Bir diğer önemli bölge de okulların çevresi. Bu bölgeler de kısmen veya tamamen trafiğe kapatılarak çocukların güvenli bir şekilde bisikletle okula ulaşabilmeleri sağlanmalıdır.

Çok önemli bir ayrıntı:
Bisiklet binmeyen anne baba çocuğuna bu alışkanlığı kazandıramaz. Daha güvenli, daha temiz, daha sakin, daha huzurlu şehirler için bu hepimizin boynunun borcudur.

Bir çelişki ile noktayı koyalım:
Artık ülkemizde de bisikletin nelere kadir olduğunu fark edenler var.
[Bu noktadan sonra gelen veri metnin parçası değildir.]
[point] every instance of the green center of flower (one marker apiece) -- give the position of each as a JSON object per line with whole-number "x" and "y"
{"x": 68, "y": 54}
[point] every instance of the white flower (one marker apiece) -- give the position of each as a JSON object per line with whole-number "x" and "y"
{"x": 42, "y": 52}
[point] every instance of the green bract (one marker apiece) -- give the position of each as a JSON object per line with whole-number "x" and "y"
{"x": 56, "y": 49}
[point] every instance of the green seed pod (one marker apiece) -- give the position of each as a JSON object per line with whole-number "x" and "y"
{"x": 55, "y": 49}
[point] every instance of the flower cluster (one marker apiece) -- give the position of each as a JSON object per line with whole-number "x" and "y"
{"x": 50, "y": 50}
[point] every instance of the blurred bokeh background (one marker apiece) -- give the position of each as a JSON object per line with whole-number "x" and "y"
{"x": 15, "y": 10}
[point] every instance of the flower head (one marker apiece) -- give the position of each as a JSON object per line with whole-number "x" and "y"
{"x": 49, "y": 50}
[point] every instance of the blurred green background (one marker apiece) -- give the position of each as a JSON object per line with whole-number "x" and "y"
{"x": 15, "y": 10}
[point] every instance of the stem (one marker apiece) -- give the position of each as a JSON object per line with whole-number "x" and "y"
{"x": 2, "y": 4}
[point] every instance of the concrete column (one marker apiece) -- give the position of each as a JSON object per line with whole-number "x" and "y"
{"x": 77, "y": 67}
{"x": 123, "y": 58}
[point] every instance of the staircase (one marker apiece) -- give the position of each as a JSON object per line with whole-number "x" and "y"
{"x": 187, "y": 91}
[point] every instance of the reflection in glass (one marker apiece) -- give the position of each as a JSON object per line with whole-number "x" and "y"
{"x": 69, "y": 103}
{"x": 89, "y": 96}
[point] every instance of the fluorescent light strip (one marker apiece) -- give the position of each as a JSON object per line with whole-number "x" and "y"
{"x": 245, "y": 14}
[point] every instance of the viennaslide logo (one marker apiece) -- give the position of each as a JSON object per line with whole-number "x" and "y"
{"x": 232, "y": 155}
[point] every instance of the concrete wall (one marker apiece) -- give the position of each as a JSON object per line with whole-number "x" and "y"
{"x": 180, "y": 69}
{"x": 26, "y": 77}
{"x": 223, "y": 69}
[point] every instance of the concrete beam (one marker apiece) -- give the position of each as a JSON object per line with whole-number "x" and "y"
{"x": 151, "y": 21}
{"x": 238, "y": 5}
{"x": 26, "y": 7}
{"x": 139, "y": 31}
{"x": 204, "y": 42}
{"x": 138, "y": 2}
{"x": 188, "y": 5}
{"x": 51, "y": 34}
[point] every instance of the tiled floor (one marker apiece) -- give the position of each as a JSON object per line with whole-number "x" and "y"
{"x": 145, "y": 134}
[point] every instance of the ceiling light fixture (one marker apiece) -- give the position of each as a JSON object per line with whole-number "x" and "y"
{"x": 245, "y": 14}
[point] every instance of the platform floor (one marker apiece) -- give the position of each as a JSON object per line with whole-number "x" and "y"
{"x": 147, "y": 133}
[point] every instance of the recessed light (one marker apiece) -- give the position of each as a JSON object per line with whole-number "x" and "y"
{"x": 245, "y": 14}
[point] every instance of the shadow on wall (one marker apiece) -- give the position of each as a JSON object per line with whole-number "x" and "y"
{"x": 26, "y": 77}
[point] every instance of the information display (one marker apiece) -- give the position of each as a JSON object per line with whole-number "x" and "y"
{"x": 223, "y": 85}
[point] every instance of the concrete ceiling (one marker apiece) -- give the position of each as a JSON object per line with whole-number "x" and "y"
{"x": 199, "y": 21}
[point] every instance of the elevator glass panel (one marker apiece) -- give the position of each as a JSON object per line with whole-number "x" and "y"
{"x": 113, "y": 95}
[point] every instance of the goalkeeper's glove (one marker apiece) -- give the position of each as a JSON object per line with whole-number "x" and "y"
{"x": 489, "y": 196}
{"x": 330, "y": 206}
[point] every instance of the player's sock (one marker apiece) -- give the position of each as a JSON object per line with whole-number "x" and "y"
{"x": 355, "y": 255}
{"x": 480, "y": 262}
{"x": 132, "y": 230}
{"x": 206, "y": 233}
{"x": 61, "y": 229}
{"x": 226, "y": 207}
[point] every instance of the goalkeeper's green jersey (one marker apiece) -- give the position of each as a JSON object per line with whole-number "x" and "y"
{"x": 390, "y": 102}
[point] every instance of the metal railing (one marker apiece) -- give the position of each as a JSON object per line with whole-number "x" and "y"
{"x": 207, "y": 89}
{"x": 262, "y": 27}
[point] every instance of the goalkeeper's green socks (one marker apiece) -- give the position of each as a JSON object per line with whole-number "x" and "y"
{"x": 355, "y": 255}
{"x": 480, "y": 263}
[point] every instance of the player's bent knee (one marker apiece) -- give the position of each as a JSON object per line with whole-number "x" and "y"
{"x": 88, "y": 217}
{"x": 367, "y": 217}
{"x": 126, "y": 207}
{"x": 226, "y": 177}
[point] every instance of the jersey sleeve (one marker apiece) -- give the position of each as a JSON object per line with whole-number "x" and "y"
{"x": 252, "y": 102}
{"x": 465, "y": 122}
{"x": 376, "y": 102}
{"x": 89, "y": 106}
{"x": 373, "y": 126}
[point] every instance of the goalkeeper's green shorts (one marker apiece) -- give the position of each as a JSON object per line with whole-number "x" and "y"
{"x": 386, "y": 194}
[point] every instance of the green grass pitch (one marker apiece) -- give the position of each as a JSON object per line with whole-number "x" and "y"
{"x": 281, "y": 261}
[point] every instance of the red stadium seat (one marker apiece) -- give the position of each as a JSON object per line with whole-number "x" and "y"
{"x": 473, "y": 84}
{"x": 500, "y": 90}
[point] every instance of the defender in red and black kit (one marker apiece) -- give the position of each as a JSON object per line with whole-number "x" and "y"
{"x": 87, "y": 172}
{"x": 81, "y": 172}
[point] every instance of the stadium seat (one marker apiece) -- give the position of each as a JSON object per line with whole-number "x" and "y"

Çeşitli kurumlar, dernekler, üniversiteler seminerler, konferanslar, çalıştaylar düzenliyorlar. Bu sevindirici. Ama bu işin çok komik bir yanı var:
Bu etkinliklere gelenler(özellikle de amirler, yöneticiler vs.) makam aracına kurulup geliyorlar.
İmamın dediğini yapın ama yaptığını yapmayın zihniyeti.
Olmaz arkadaş. İmam da yapacak ki inandırıcılığı olsun.
Saygı ve sevgiyle.

Adnan Çangır

Fotoğraf: Adnan Çangır

HAİN SEVGİLİ” için bir yanıt

  1. Sevgili hocam çok güzel konulara değiniyorsun.Maalesef okumayı sevmeyen ayhı oranda yazmayı da sevmeyen bir toplum olmuşuz.8-10 sene evvel bisiklete ciddi anlamda binen insan sayısı azdı.Tepki etkiyi getirir.Bisiklet kullanımı çoğaldıkça ihtiyaçlarımıza kulak veren yönetimler mutlaka olacaktır.İnşallah sizler gibi aydın insanlar bizlere yol gösterir .Bu güzel yazı için teşekkürler.